Activists say the movement is non-violent even though some have been implicated in acts of intimidation. A sustained campaign against the research facility Huntingdon Life Sciences has included physical assaults on staff, and in 2006 three animal rights extremists involved in the theft of the body of an elderly woman from her grave were jailed for 12 years. The offenders included a vicar's son and a psychiatric nurse; they conducted a six-year campaign against Darley Oaks farm in Newchurch, Staffordshire, which bred guinea pigs for research. Explosive devices were sent to some people linked to the farm, and, in 2004, activists exhumed the body of Gladys Hammond, a relative of the family which ran the farm. The body was recovered two years later in woodland.

While acts like these are abhorrent to most of society, do more common environmental protest crimes such as trespass and vandalism really constitute terrorism? Activists are concerned that simply debating the term eco-terrorism gives it legitimacy. One veteran activist explains that "as soon as we allow ourselves to be labelled eco-terrorists, the authorities can clamp down on us and defend themselves by claiming they are averting terrorist activity".

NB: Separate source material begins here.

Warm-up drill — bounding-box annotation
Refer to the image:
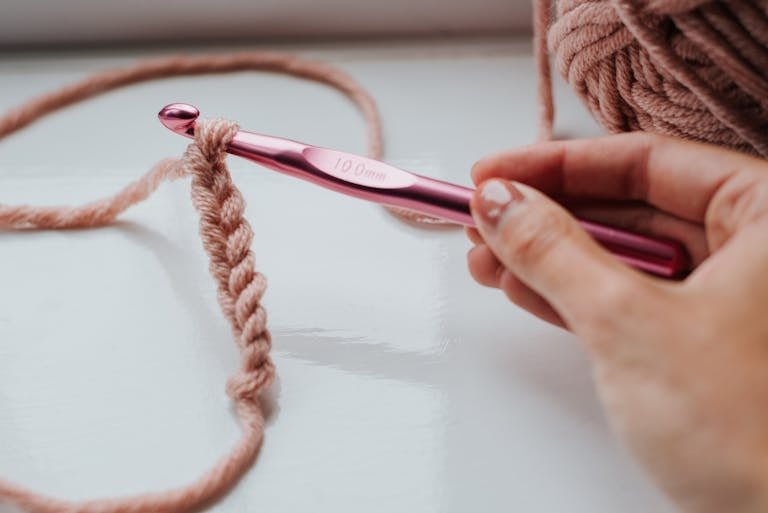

However, while the activists' concerns are legitimate and mirrored by those of civil rights campaigners, the structure of the environmental movement will always lend itself to hijack from more radical elements, like the alleged Swiss bombers. While it remains an amorphous affiliation of individuals and interests, it will always be at risk of attracting fanatics who are at liberty to carry out extreme actions under its banner.